Kosmiczne opłaty za przejazd zapłacili klienci Ubera w różnych częściach Stanów Zjednoczonych. Jak donosi BBC, problem został zgłoszony w San Diego i Waszyngtonie, ale niewykluczone, że usterka dotknęła także pasażerów w innych miastach.
Czytaj także: Współzałożyciel Ubera kupił rezydencje w Beverly Hills za ponad 70 mln dolarów
O niespodziewanym ubytku z kont pisali rozzłoszczeni użytkownicy Twittera. Każdy przypadek miał jedną rzecz wspólną - klienci zapłacili dokładnie 100 razy więcej, niż powinni. Jeden z nich więc za krótki przejazd, który według aplikacji powinien kosztować 19,05 dol., zapłacił 1905 dol., innego natomiast usługa kosztowała zamiast 96,72 dol. – aż 9672 dol.

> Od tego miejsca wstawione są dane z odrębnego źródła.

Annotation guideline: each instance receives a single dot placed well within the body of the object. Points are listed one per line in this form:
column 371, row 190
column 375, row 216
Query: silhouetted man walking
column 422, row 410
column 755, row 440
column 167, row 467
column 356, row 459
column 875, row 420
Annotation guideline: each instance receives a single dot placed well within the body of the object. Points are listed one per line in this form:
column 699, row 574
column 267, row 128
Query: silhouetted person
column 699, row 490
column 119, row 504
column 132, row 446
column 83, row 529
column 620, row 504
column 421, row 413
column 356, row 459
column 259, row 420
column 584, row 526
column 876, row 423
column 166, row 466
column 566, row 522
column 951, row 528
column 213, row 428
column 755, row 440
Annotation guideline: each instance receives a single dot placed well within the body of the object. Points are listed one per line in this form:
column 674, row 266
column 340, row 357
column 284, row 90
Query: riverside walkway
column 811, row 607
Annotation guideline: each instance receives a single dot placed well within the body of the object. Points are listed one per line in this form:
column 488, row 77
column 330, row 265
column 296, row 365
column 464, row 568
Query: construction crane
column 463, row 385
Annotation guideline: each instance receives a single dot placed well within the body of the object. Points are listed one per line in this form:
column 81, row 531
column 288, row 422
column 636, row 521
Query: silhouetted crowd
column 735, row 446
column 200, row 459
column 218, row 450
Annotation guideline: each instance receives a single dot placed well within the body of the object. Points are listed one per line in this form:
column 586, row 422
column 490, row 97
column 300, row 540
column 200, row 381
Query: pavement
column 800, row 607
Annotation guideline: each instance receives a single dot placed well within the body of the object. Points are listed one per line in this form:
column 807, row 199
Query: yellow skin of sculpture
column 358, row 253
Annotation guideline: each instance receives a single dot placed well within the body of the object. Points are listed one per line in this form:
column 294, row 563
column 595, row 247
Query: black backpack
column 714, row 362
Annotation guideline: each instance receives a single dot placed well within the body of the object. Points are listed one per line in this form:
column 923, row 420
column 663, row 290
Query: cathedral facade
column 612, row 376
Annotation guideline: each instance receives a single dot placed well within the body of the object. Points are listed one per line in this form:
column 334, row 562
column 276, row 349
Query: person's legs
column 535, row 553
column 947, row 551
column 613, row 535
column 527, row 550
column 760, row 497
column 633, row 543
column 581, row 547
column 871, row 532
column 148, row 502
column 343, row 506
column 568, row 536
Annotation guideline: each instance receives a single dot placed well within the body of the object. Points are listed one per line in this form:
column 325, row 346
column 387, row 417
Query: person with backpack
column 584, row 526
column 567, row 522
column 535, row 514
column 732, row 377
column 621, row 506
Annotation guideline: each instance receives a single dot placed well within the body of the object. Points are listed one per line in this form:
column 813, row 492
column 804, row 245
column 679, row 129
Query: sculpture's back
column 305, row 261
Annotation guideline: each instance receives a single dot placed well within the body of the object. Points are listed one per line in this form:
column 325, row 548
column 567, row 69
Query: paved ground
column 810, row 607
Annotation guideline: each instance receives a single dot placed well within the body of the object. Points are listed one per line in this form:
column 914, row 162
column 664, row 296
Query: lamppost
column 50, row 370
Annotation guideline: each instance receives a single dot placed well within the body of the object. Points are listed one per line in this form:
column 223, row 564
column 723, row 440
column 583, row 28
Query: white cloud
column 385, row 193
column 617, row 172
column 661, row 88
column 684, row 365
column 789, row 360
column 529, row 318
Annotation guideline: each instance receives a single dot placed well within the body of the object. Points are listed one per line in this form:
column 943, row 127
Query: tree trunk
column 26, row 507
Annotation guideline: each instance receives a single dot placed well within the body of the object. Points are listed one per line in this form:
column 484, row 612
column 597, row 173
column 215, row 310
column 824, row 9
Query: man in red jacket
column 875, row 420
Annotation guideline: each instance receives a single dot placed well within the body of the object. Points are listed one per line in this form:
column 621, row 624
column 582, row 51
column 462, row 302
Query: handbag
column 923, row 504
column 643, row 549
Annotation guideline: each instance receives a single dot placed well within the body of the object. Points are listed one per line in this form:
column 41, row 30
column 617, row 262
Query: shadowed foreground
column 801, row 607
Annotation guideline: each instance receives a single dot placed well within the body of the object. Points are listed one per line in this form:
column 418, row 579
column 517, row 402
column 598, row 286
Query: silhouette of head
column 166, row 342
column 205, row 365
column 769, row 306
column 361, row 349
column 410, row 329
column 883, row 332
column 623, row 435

Jako że opłaty za przejazdy Uberem naliczane są automatycznie z kont klientów, pasażerowie dowiedzieli się o szokująco wysokiej zapłacie dopiero po fakcie. Niektórzy z tego powodu stracili niemal wszystkie środki posiadane na bieżącym rachunku – tak jak jeden użytkownik, którego kartka kredytowa w dniu jego urodzin osiągnęła swój limit. Inni otrzymali od banku ostrzeżenie o możliwym oszustwie.